Auf den Abriss des alten Gebäudes folgt jetzt der Neubau von Luxuswohnungen. Die entstehenden Eigentumswohnungen werden bereits zum Kauf angeboten – für ein bis acht Millionen Euro. Ein Szenario, das auch Bewohner wie Antonie Blüchl am Luitpoldpark in Schwabing fürchten.
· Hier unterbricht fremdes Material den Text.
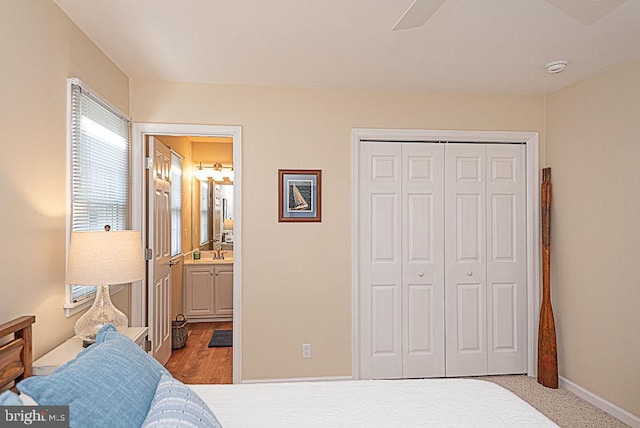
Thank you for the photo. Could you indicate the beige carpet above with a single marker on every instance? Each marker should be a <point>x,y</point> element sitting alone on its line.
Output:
<point>561,406</point>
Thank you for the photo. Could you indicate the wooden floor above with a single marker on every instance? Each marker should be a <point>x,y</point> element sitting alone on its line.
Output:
<point>196,362</point>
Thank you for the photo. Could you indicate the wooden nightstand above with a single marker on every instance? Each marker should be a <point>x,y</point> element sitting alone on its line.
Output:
<point>46,364</point>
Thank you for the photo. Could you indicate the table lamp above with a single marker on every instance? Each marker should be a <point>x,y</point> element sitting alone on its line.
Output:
<point>101,259</point>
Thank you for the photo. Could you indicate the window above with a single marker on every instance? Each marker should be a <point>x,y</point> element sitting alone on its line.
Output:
<point>204,212</point>
<point>100,165</point>
<point>176,204</point>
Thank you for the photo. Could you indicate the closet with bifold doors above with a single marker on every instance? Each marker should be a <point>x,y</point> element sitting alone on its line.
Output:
<point>442,255</point>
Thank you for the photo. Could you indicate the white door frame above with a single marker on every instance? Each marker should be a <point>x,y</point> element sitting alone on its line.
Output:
<point>138,207</point>
<point>531,139</point>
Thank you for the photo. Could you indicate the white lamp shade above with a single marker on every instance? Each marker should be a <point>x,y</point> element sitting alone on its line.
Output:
<point>105,258</point>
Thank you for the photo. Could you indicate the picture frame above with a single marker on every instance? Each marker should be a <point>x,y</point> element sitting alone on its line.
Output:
<point>299,195</point>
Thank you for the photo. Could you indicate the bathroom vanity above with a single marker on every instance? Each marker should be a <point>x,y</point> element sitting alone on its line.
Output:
<point>208,288</point>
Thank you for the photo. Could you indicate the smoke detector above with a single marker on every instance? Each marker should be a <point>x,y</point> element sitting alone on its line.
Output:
<point>557,66</point>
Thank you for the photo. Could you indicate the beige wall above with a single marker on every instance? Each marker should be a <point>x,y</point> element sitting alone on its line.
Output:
<point>41,48</point>
<point>593,149</point>
<point>209,153</point>
<point>297,277</point>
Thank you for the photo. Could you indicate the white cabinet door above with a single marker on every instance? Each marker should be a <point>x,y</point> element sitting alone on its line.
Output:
<point>465,260</point>
<point>506,255</point>
<point>159,241</point>
<point>380,260</point>
<point>422,260</point>
<point>442,259</point>
<point>199,291</point>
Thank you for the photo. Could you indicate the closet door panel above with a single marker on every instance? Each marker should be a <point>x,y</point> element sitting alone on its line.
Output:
<point>465,260</point>
<point>380,260</point>
<point>506,265</point>
<point>422,260</point>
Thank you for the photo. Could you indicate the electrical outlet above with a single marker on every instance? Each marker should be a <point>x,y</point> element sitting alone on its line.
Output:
<point>306,350</point>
Neuer Eigentümer: Aktuell keine weitergehenden Pläne

Der neue Eigentümer dort ist die Auer Holding. Nach eigenen Angaben hat das Unternehmen 300 Wohnungen im Bestand, viele davon in Münchner Bestlagen. Auf Anfrage von Kontrovers, inwiefern Sanierungen geplant seien und was das für die Mieter bedeute, antwortet Unternehmenschef Christian Auer, dass man sanieren wolle. Weiter heißt es: "Weitergehende Pläne haben wir derzeit nicht. Für die Mieter ändert sich grundsätzlich nichts."

Doch dem BR-Politikmagazin Kontrovers liegen zwischenzeitlich Belege vor, dass der neue Eigentümer eine Abgeschlossenheitserklärung eingereicht hat. Die wird benötigt, um eine Wohnanlage in einzelne Eigentumswohnungen umzuwandeln. Ob also alles auf Dauer so bleibt, wie es ist, ist für Anwohner wie Antonie Blüchl mit Blick in die weitere Zukunft fraglich. Für sie steht nach so vielen Jahren nicht nur ihre Mietwohnung auf dem Spiel, sondern ihre Heimat.